Oil drops below $45 for first time since OPEC deal

The market is expecting OPEC and other producers to extend production cuts well into the second half of the year.

"Oil prices tumbled amid concerns over rising United States production despite the high probability that OPEC members will agree to extend production cuts when they meet on May 25th, lthough any likelihood of an increase in the level of cuts remains slim with OPEC officials playing down this possibility", said James Woods, global investment analyst at Rivkin Securities.

The oil price slide accelerated overnight Thursday after OPEC delegates downplayed the chance that the group and other producing countries (such as Russia) would deepen their output cuts when they meet on May 25. However, they likely will, which could cause a short-term pop.

Resurgent US oil production has overshadowed efforts by OPEC and non-OPEC members like Russian Federation to support the oil market.
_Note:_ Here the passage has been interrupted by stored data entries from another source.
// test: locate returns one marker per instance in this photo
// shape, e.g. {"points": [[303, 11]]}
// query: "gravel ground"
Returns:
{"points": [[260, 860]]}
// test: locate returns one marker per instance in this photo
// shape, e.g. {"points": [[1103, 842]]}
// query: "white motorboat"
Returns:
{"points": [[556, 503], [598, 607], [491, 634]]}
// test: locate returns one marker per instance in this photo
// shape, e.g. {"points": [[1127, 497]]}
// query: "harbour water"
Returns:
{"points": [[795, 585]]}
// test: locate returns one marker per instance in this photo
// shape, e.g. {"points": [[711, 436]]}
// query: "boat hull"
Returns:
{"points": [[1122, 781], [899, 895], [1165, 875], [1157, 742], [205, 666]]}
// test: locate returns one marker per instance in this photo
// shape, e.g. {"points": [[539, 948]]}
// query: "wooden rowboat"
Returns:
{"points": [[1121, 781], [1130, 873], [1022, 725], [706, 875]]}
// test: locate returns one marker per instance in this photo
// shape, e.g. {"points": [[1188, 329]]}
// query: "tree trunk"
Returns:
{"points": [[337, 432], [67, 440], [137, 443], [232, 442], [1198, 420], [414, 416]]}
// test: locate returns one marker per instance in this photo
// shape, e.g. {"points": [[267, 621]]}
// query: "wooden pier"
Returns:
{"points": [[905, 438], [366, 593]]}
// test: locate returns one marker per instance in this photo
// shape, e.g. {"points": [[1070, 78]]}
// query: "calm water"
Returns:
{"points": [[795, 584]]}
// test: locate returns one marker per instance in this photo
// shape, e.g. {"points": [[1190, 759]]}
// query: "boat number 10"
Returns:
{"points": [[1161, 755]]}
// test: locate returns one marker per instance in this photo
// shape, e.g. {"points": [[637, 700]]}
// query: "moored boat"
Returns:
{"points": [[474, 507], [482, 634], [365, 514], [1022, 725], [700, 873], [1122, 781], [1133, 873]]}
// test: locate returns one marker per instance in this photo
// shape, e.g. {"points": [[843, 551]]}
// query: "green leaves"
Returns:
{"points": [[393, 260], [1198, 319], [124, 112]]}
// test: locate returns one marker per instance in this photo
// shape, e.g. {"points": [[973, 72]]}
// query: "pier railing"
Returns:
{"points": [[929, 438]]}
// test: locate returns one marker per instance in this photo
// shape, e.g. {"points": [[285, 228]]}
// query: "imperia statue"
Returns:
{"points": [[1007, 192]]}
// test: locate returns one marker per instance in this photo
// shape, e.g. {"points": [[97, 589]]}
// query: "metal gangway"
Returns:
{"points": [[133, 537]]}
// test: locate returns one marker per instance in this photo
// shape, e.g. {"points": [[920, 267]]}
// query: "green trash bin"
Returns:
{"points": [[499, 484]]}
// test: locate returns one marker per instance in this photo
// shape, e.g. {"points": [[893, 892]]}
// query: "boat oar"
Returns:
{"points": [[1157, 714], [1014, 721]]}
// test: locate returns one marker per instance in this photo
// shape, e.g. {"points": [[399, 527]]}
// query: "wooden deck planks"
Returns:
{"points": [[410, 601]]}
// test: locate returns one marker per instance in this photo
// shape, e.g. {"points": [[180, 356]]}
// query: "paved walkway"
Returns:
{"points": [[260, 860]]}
The U.S. benchmark crude fell 4.8 percent Thursday to $45.52, the lowest settlement price since November 29.

Brent crude futures, the global benchmark for oil prices, were at $47.88 per barrel, down 50 cents or 1% from their last close.

Brent traded volumes on Thursday reached an all-time high of almost 542,000 contracts suggesting hedge funds had accelerated cuts in their long positions.
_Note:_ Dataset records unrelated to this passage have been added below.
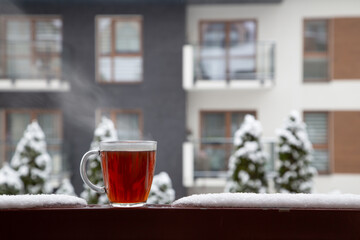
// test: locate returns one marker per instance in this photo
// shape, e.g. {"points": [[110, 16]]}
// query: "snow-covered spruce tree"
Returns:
{"points": [[105, 131], [31, 160], [161, 190], [10, 183], [246, 165], [295, 175], [66, 188]]}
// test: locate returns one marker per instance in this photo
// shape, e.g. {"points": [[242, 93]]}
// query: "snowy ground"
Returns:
{"points": [[38, 201], [253, 200]]}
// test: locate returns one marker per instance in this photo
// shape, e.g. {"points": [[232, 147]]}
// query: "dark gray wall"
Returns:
{"points": [[160, 96]]}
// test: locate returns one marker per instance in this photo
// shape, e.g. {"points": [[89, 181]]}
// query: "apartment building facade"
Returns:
{"points": [[68, 63], [266, 60]]}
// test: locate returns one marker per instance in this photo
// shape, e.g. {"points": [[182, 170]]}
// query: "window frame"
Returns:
{"points": [[32, 19], [113, 54], [227, 23], [329, 144], [328, 54], [114, 111]]}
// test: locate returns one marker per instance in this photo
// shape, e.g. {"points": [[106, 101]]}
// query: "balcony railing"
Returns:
{"points": [[208, 158], [228, 66]]}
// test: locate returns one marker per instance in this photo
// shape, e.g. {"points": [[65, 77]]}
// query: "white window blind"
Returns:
{"points": [[317, 128]]}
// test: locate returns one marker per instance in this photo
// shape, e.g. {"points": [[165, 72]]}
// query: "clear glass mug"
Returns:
{"points": [[128, 170]]}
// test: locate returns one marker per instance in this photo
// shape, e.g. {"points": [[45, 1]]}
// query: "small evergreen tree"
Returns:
{"points": [[31, 160], [105, 131], [10, 183], [161, 190], [295, 175], [247, 164], [66, 188]]}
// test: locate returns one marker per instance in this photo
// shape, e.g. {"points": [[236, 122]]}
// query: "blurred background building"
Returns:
{"points": [[184, 73]]}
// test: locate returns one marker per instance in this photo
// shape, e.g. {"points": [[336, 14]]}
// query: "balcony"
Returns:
{"points": [[32, 65], [245, 66], [205, 161]]}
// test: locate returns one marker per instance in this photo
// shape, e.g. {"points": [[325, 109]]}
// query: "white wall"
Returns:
{"points": [[283, 24]]}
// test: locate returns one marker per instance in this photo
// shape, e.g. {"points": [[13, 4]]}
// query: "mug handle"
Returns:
{"points": [[83, 174]]}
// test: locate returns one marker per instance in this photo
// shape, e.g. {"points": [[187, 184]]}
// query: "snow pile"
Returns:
{"points": [[10, 182], [66, 188], [294, 150], [105, 131], [31, 159], [277, 200], [247, 164], [39, 201], [161, 190]]}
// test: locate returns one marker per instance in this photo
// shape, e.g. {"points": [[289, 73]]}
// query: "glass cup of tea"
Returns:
{"points": [[128, 170]]}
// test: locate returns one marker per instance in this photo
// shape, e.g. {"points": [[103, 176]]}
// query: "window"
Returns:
{"points": [[128, 123], [30, 47], [50, 121], [316, 50], [318, 131], [119, 49], [227, 50], [216, 145]]}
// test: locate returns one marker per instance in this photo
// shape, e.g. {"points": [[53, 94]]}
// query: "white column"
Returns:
{"points": [[188, 67]]}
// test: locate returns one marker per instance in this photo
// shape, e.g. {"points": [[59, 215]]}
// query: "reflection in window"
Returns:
{"points": [[119, 47]]}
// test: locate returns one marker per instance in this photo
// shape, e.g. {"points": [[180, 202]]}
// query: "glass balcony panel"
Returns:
{"points": [[243, 68], [212, 69]]}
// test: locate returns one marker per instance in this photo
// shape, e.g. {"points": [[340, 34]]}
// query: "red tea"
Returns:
{"points": [[128, 175]]}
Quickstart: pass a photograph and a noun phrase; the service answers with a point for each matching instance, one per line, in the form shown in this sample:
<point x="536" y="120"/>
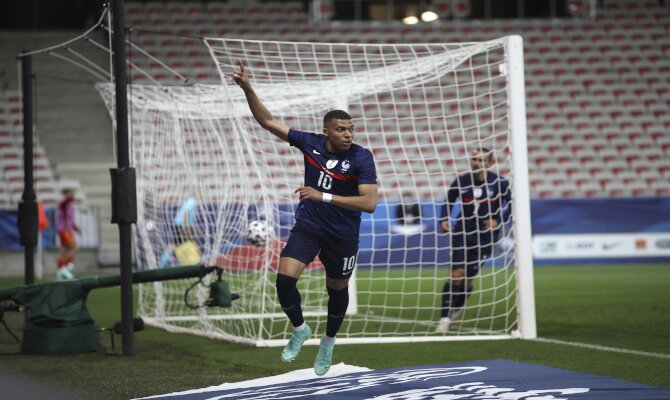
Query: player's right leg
<point x="301" y="248"/>
<point x="453" y="289"/>
<point x="289" y="298"/>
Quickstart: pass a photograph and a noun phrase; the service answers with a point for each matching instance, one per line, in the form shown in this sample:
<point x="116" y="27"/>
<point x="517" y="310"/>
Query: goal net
<point x="420" y="108"/>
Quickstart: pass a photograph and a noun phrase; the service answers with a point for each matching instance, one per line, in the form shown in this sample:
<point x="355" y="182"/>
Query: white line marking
<point x="603" y="348"/>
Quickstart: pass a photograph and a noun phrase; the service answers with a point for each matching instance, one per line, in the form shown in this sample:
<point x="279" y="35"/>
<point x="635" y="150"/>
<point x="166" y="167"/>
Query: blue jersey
<point x="334" y="173"/>
<point x="480" y="201"/>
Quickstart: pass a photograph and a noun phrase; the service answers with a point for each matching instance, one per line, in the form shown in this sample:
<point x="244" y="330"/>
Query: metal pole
<point x="123" y="161"/>
<point x="520" y="188"/>
<point x="28" y="208"/>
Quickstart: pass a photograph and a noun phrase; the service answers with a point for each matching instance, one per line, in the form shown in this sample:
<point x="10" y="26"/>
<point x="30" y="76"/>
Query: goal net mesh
<point x="420" y="109"/>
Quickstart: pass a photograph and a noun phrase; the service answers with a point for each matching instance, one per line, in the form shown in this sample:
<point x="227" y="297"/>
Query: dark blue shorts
<point x="338" y="255"/>
<point x="468" y="255"/>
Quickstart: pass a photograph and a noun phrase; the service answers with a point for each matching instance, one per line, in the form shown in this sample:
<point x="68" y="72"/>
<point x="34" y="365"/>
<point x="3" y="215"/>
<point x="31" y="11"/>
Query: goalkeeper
<point x="340" y="182"/>
<point x="485" y="198"/>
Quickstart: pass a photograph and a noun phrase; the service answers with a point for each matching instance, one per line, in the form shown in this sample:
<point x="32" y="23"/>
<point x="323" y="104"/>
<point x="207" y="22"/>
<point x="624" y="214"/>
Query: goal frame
<point x="513" y="69"/>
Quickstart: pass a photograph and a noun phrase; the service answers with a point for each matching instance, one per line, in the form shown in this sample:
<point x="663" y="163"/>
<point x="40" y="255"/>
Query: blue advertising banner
<point x="486" y="379"/>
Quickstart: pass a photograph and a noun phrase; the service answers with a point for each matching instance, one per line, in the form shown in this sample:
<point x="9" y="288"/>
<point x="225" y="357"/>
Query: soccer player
<point x="485" y="198"/>
<point x="340" y="182"/>
<point x="183" y="243"/>
<point x="66" y="227"/>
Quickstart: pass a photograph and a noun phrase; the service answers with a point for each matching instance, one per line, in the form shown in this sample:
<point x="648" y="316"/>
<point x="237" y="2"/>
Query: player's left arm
<point x="505" y="204"/>
<point x="365" y="201"/>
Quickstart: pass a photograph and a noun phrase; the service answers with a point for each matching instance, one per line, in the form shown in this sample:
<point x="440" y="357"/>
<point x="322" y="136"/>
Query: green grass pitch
<point x="622" y="306"/>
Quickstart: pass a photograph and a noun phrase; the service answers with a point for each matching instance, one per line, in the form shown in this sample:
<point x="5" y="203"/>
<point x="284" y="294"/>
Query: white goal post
<point x="420" y="108"/>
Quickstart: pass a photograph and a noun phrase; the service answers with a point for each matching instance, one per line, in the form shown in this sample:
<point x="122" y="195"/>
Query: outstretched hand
<point x="241" y="78"/>
<point x="309" y="193"/>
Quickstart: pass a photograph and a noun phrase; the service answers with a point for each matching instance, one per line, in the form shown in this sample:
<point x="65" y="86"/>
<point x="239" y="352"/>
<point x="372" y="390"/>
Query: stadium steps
<point x="95" y="183"/>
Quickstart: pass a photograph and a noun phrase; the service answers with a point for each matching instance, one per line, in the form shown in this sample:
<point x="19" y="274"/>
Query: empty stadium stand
<point x="598" y="90"/>
<point x="597" y="93"/>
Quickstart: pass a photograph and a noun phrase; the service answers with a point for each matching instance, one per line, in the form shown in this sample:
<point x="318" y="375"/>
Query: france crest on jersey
<point x="334" y="173"/>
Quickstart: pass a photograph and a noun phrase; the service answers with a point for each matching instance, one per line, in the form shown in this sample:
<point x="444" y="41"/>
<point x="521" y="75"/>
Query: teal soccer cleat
<point x="324" y="358"/>
<point x="294" y="345"/>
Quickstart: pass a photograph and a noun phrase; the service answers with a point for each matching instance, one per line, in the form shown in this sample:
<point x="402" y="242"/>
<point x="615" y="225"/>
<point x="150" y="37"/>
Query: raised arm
<point x="258" y="109"/>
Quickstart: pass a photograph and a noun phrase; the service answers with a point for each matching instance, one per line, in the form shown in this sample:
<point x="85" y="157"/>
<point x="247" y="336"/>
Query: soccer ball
<point x="258" y="233"/>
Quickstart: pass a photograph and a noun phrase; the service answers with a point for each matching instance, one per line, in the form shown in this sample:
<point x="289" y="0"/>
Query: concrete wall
<point x="72" y="122"/>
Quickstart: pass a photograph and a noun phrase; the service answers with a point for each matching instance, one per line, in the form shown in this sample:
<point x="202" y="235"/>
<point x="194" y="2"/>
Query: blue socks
<point x="338" y="301"/>
<point x="289" y="298"/>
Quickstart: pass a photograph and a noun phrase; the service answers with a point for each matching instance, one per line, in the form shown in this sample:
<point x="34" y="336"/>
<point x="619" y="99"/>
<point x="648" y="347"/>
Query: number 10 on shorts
<point x="349" y="263"/>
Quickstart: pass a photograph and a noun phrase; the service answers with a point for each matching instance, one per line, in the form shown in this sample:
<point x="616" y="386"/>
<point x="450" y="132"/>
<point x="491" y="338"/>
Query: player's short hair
<point x="486" y="152"/>
<point x="335" y="114"/>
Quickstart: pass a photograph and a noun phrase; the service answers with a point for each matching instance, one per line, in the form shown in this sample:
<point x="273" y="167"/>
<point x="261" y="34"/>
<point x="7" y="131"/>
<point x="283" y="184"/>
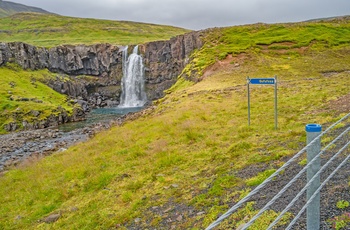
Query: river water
<point x="99" y="115"/>
<point x="19" y="146"/>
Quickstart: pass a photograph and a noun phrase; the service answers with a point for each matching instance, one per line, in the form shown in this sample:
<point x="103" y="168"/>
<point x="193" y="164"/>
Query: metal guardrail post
<point x="313" y="210"/>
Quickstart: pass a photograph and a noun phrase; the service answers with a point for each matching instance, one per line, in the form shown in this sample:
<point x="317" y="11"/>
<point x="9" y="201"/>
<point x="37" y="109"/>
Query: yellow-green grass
<point x="51" y="30"/>
<point x="274" y="38"/>
<point x="187" y="151"/>
<point x="17" y="84"/>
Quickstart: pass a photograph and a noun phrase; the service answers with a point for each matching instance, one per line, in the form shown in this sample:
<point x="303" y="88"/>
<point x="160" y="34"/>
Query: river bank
<point x="18" y="147"/>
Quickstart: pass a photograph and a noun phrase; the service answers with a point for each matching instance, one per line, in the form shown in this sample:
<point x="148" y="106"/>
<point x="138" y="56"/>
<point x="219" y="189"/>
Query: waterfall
<point x="133" y="83"/>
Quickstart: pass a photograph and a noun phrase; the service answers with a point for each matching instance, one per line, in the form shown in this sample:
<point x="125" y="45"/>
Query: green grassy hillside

Advisors were among those liquidating their contracts in the day, traders said.

While not on the official agenda at the bi-annual Asia Oil and Gas Conference in Kuala Lumpur from Sunday to Tuesday, the attendance of top oil executives and policy makers including Saudi Arabian energy minister Khalid Al-Falih, ensures the production cut will be a major talking point.
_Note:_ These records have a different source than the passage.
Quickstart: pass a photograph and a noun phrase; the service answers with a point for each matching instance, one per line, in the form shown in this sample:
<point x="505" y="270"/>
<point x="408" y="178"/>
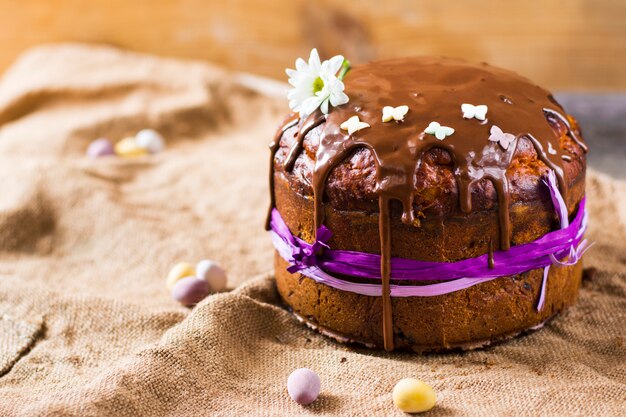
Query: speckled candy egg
<point x="150" y="140"/>
<point x="190" y="291"/>
<point x="99" y="148"/>
<point x="212" y="273"/>
<point x="128" y="148"/>
<point x="413" y="396"/>
<point x="303" y="386"/>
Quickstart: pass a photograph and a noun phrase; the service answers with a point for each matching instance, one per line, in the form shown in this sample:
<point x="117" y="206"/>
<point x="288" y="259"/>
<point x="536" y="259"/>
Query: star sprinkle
<point x="439" y="131"/>
<point x="474" y="112"/>
<point x="503" y="139"/>
<point x="394" y="113"/>
<point x="353" y="124"/>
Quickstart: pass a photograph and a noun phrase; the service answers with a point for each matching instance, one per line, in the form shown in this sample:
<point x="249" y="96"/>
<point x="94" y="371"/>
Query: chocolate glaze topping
<point x="434" y="89"/>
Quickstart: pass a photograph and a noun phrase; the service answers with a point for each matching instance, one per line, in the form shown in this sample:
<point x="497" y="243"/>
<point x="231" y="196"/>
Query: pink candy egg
<point x="303" y="386"/>
<point x="99" y="148"/>
<point x="190" y="291"/>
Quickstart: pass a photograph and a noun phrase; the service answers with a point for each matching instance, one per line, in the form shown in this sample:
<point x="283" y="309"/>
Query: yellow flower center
<point x="318" y="85"/>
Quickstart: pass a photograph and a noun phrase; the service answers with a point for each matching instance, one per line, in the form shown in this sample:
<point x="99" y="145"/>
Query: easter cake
<point x="425" y="203"/>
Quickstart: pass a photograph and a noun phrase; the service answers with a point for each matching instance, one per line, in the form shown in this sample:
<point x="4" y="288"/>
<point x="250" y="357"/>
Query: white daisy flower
<point x="316" y="85"/>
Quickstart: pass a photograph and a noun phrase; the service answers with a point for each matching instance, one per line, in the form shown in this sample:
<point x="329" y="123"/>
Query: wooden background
<point x="561" y="44"/>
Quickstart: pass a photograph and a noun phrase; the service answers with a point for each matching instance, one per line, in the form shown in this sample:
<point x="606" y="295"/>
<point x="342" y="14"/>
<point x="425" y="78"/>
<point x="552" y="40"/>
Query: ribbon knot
<point x="305" y="255"/>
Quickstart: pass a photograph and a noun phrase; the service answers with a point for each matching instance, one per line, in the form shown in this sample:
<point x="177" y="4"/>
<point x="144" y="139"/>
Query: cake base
<point x="468" y="319"/>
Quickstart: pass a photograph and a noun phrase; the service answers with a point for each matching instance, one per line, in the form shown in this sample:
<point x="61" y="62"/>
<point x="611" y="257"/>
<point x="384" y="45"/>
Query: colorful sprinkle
<point x="99" y="148"/>
<point x="551" y="150"/>
<point x="353" y="124"/>
<point x="439" y="131"/>
<point x="474" y="112"/>
<point x="394" y="113"/>
<point x="413" y="396"/>
<point x="503" y="139"/>
<point x="303" y="386"/>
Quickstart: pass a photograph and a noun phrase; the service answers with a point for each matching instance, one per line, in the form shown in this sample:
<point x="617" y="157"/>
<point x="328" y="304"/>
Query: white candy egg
<point x="213" y="274"/>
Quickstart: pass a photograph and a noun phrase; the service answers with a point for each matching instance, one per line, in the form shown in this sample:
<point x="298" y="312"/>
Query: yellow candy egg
<point x="128" y="148"/>
<point x="179" y="271"/>
<point x="413" y="396"/>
Copper and nickel also weakened, as did iron ore futures, while the spot price (an important consideration in the Australian market) dropped 5.1% to $65.20 a dry tonne, according to Metal Bulletin Ltd.

Dean Rogers, senior technical analyst at Kase & Co, said charts showed the next potential stalling points were US$44.20 for WTI and US$47.20 for Brent. This level is close to the output of Russian Federation and Saudi Arabia. "We continue waiting for this slow-motion, nearly glacial rebalancing of crude".

Oil prices fell by more than 4 per cent to their lowest level since November, wiping out most of the gains achieved after Opec announced its first production cut for eight years. Signs mounted that OPEC's production cuts are failing to clear a surplus of crude. One commentator summarized the situation, saying "There's disappointment that the production cuts we've seen from OPEC and others has not had any impact at this stage on global inventory level ... there is a possibility that oil could be headed to the low $40s range from here".

But many in the market believe steeper cuts are needed to reduce the glut significantly.

FINSUM: If we were OPEC we would not agree to extend our cuts, because it is only a boon to U.S. shale.